Table of Contents

Advanced Capture and Mixing

The ExtendedCapturePage demonstrates multi-source video mixing with compositing, overlays, visual effects, and live streaming. It extends the Simple Capture page with the ability to combine multiple video and audio inputs into a single mixed output.

Overview

The ExtendedCapturePage performs the following:

  1. Enumerates video devices, audio devices, and displays
  2. Creates a MixingSource that composites multiple inputs into a single output
  3. Supports several simultaneous input sources: camera, microphone, screen capture, video file, network stream, user-generated frames, text overlay, and logo overlay
  4. Arranges sources into layers with configurable positioning, z-order, and visual effects
  5. Previews the mixed output locally or the direct camera feed
  6. Streams the mixed output to a remote server (RTMP, RTSP, etc.)
  7. Dynamically adds and removes sources at runtime without stopping sessions

Input Sources

The mixing source accepts the following inputs, each toggled independently via checkboxes:

Source Type Description
Camera IVideoCaptureSource2 Hardware camera capture
Microphone IAudioCaptureSource2 Hardware microphone capture
Screen IScreenCaptureSource Display or window capture
Video file IsoSource MP4 file played in a loop
Network stream IMediaSource Remote stream (RTSP, RTMP, etc.)
User source VirtualNetworkSource Programmatically generated frames
Text overlay Text content Dynamic timestamp updated every second
Logo overlay Image content Static watermark image

Creating the Mixing Source

this.mixingSource = new VAST.Image.Mixing.MixingSource();
this.mixingSource.AddRef();

this.mixingSource.Parameters.VideoDecoderParameters.PreferredMediaFramework = videoFramework;
this.mixingSource.Parameters.VideoDecoderParameters.AllowHardwareAcceleration = allowHardwareAcceleration;
this.mixingSource.Parameters.AudioDecoderParameters.PreferredMediaFramework = audioFramework;
this.mixingSource.Parameters.AudioDecoderParameters.AllowHardwareAcceleration = false;
this.mixingSource.Parameters.VideoEncoderParameters.PreferredMediaFramework = videoFramework;
this.mixingSource.Parameters.VideoEncoderParameters.AllowHardwareAcceleration = allowHardwareAcceleration;
this.mixingSource.Parameters.AudioEncoderParameters.PreferredMediaFramework = audioFramework;
this.mixingSource.Parameters.AudioEncoderParameters.AllowHardwareAcceleration = false;

MixingSource composites all input sources into a single output with video and audio tracks.

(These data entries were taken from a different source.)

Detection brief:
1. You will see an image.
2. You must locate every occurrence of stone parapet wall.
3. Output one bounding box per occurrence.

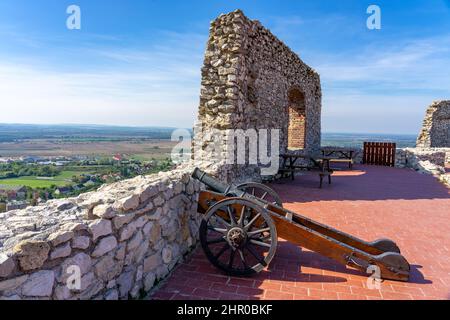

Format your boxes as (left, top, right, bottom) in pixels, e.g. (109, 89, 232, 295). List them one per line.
(338, 147, 449, 185)
(338, 147, 448, 169)
(395, 148, 450, 185)
(0, 163, 205, 300)
(395, 148, 449, 169)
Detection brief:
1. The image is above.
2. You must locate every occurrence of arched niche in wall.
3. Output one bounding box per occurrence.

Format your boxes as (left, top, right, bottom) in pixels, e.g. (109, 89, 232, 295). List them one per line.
(287, 88, 306, 150)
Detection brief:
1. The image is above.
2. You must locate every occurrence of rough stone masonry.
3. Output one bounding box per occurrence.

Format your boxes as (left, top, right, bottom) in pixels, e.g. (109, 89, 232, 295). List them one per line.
(194, 9, 322, 182)
(0, 10, 322, 300)
(417, 100, 450, 148)
(0, 165, 203, 300)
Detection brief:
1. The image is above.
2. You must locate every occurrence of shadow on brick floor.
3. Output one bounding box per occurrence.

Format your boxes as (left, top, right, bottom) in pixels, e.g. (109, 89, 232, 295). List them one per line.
(271, 165, 450, 202)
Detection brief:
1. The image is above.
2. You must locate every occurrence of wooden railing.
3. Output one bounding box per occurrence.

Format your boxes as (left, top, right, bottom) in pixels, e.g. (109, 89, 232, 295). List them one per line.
(363, 142, 396, 167)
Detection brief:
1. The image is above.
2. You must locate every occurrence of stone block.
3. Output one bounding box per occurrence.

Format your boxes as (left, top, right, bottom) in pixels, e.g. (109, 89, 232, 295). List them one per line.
(93, 204, 117, 219)
(50, 242, 72, 260)
(0, 275, 28, 292)
(48, 231, 74, 246)
(89, 219, 113, 241)
(113, 213, 136, 229)
(72, 236, 90, 250)
(91, 236, 117, 258)
(0, 253, 16, 278)
(22, 270, 55, 297)
(143, 253, 162, 273)
(13, 240, 50, 271)
(118, 195, 140, 211)
(95, 254, 123, 282)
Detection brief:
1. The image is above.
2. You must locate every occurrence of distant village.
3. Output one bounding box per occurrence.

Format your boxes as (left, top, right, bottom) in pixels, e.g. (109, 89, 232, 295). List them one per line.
(0, 154, 173, 213)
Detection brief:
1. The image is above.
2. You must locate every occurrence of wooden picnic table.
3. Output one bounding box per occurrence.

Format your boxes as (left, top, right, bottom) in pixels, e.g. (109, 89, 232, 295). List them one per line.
(321, 148, 356, 169)
(279, 153, 333, 188)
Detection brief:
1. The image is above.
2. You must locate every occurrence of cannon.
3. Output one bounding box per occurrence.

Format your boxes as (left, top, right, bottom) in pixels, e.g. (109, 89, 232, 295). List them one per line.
(192, 168, 410, 282)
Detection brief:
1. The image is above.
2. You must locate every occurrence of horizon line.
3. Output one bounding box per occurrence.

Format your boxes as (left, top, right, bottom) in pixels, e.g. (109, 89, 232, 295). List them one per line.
(0, 122, 419, 136)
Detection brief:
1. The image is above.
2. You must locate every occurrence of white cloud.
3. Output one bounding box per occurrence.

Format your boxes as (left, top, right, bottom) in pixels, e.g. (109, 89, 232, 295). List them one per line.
(0, 63, 201, 127)
(322, 94, 434, 134)
(0, 32, 206, 128)
(1, 23, 449, 135)
(316, 35, 450, 91)
(311, 35, 450, 133)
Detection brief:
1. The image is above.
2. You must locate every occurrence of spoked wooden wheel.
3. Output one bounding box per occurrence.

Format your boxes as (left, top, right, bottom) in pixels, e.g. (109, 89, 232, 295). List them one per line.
(199, 197, 277, 276)
(236, 182, 283, 207)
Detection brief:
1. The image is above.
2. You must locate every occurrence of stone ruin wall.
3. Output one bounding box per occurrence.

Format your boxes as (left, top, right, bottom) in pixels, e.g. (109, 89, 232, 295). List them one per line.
(0, 10, 322, 300)
(417, 100, 450, 148)
(0, 164, 204, 300)
(195, 10, 322, 182)
(395, 101, 450, 183)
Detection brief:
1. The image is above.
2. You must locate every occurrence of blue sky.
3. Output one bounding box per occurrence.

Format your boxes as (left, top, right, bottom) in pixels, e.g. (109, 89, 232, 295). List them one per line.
(0, 0, 449, 134)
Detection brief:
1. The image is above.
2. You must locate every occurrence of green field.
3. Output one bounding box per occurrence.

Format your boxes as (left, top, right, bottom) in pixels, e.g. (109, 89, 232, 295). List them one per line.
(0, 170, 92, 188)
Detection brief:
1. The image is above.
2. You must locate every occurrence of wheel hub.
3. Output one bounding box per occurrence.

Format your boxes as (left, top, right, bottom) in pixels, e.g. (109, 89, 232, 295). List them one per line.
(227, 227, 247, 248)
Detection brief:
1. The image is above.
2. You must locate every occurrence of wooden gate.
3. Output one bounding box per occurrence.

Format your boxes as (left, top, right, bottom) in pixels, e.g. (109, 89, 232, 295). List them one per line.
(363, 142, 396, 167)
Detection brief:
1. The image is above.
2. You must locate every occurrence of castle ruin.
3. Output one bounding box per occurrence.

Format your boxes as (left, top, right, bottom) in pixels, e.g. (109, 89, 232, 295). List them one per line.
(0, 10, 321, 300)
(194, 10, 321, 182)
(417, 100, 450, 148)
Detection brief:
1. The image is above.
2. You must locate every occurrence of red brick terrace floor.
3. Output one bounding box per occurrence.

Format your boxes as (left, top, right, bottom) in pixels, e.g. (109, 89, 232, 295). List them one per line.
(151, 165, 450, 300)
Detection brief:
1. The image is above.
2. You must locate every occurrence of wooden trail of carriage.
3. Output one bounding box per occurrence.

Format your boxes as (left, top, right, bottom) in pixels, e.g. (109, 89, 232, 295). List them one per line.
(191, 168, 410, 282)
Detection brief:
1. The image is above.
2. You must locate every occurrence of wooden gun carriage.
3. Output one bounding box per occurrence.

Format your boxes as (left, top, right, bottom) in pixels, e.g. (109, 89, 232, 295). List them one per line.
(192, 168, 410, 282)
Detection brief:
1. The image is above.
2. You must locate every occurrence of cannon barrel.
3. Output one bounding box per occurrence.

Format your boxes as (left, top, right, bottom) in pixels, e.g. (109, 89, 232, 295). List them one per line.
(191, 168, 245, 197)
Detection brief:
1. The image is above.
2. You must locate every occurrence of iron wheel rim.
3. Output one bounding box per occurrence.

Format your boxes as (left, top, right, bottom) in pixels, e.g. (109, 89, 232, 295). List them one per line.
(236, 182, 283, 207)
(200, 197, 277, 276)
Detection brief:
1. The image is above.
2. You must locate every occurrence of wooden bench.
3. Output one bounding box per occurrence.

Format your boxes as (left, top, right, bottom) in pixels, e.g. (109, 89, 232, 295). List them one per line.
(329, 158, 354, 169)
(278, 155, 334, 188)
(321, 149, 356, 170)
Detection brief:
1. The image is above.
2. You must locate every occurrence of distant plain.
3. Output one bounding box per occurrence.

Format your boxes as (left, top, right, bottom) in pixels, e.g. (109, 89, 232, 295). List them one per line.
(0, 124, 417, 160)
(0, 139, 177, 160)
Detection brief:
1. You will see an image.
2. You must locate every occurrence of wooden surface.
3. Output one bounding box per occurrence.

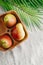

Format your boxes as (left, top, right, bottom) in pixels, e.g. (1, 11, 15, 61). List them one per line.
(0, 7, 43, 65)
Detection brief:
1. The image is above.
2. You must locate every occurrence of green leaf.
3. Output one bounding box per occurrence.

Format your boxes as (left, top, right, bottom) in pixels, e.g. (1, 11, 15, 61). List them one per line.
(0, 0, 43, 31)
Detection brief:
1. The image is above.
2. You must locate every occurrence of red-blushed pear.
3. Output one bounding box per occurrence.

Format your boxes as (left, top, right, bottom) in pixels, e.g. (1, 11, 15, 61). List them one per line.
(11, 23, 25, 41)
(4, 14, 16, 27)
(0, 35, 12, 49)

AddRef() is called because the mixing source is shared between the preview and streaming sessions.

Decoder and encoder parameters are configured with the selected framework. The encoding framework options are the same as in the Simple Capture page.

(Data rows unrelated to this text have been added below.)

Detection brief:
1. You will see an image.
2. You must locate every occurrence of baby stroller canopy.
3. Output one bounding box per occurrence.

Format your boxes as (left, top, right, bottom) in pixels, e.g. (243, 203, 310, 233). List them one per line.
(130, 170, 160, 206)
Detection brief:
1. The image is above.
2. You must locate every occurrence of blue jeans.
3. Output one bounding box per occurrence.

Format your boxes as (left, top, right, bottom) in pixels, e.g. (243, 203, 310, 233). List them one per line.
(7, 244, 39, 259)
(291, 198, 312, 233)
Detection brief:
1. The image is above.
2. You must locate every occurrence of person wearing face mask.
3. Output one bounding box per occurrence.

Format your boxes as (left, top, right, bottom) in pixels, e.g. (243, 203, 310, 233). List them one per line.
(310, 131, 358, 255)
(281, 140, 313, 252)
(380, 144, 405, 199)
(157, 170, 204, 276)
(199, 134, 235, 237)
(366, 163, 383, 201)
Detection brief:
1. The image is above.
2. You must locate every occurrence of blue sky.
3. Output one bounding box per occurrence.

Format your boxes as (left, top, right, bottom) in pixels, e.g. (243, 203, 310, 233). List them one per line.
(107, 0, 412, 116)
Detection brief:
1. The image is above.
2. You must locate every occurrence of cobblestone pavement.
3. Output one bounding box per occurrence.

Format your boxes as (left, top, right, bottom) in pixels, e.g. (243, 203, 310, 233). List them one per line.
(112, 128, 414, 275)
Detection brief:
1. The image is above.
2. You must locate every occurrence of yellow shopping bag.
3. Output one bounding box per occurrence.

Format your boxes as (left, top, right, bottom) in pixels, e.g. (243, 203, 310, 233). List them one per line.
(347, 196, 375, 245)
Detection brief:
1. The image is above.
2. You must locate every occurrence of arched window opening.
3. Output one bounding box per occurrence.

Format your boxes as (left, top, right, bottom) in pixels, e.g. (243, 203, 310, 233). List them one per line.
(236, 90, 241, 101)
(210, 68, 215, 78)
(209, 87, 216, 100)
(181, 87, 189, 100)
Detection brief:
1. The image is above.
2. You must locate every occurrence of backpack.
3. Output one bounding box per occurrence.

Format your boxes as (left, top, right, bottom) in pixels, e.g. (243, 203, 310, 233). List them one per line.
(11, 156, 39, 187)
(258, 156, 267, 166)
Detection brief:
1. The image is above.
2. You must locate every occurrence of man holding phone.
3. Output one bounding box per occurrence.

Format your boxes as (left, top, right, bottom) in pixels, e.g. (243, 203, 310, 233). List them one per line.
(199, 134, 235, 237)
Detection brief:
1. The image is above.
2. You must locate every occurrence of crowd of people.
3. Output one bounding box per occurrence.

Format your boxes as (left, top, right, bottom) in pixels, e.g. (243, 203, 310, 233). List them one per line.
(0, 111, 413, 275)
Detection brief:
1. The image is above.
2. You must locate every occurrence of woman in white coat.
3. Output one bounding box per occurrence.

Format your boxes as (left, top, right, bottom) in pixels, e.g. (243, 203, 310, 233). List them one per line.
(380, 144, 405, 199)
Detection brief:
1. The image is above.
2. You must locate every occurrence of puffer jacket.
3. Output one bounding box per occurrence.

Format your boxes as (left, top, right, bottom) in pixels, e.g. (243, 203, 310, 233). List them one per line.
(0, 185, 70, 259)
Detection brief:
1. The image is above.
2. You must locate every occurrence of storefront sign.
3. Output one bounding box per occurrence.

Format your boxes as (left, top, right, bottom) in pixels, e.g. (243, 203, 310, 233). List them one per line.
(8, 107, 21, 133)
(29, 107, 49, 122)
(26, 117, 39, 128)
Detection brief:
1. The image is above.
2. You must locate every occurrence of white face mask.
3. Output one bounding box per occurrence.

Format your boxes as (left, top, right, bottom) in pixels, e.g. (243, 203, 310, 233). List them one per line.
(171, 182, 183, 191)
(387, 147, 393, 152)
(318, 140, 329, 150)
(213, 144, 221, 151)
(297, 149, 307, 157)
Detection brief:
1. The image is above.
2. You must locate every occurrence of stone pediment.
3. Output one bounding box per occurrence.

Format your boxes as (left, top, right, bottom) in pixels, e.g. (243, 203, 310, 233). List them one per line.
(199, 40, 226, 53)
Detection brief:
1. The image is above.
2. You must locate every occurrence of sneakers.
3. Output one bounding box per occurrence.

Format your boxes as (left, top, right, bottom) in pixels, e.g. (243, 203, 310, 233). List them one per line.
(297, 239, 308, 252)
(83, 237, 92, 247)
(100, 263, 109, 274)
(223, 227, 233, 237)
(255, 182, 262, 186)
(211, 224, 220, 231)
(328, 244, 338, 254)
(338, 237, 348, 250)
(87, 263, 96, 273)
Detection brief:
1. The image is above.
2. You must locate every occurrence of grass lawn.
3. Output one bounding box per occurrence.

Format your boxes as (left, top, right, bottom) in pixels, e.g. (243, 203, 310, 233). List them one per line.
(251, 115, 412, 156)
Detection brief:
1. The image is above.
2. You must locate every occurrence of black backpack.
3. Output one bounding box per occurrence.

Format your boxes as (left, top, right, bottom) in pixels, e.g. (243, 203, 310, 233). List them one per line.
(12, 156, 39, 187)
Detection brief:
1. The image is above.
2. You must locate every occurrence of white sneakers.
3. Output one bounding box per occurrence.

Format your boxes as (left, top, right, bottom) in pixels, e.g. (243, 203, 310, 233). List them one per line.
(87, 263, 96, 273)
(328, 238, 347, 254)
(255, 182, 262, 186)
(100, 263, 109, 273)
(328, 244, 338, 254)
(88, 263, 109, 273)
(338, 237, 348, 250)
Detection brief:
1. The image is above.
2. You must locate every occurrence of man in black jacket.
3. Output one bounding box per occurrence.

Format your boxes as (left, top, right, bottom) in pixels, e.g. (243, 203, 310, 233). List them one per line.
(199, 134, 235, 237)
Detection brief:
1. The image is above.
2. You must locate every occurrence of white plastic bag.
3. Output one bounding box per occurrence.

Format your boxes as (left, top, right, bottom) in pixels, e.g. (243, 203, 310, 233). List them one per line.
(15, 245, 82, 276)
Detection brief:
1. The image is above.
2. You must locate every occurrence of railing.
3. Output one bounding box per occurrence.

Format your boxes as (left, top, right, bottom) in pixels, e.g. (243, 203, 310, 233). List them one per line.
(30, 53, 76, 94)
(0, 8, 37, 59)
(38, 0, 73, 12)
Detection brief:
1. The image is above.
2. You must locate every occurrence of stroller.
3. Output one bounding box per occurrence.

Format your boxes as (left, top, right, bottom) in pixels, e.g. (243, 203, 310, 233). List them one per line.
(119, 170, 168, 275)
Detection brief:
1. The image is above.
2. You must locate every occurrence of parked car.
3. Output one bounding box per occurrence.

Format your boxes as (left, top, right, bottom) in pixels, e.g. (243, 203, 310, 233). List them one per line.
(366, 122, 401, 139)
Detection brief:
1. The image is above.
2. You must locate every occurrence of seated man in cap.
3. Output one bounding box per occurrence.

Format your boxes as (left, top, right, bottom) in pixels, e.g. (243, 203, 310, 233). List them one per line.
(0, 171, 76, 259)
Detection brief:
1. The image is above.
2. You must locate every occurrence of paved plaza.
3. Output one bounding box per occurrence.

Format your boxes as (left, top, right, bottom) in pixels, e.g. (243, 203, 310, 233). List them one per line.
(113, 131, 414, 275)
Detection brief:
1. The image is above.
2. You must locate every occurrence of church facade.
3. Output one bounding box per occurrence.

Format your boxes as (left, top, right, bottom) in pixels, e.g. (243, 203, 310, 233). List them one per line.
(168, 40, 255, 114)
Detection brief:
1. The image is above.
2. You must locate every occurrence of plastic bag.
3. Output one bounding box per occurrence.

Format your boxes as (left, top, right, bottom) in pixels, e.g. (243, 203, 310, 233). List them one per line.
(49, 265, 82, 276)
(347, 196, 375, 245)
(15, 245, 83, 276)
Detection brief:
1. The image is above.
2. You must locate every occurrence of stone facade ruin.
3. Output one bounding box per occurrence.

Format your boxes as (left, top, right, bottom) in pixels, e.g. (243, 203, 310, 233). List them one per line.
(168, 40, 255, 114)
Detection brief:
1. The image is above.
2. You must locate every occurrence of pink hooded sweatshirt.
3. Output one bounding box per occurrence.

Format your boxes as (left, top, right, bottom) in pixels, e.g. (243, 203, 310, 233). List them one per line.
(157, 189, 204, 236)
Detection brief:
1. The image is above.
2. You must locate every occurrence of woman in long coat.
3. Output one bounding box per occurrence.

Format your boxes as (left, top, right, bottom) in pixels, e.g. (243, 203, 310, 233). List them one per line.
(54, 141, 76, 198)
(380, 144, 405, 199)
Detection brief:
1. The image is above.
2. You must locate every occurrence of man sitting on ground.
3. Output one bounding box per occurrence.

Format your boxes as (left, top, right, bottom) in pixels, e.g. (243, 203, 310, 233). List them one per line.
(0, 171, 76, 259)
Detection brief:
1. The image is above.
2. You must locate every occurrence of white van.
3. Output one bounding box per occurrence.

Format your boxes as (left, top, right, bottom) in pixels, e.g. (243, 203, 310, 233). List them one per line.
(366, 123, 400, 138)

Configuring the Descriptor

The mixing scene is defined by a Descriptor that specifies global options, input sources, output tracks, and scene composition:

VAST.Image.Mixing.Descriptor descriptor = new VAST.Image.Mixing.Descriptor
{
    AllowVideoProcessing = true,
    AllowAbsoluteTimestamps = true,
    Processing = new VAST.Image.Mixing.Processing
    {
        VideoProcessing = new VAST.Image.Mixing.VideoProcessing
        {
            Discard = !allowVideo,
        },
        AudioProcessing = new VAST.Image.Mixing.AudioProcessing
        {
            Discard = !allowAudio,
        }
    }
};

AllowVideoProcessing enables layer compositing and visual effects. AllowAbsoluteTimestamps enables absolute timestamp mode for accurate source synchronization. Discard controls whether video or audio output is generated.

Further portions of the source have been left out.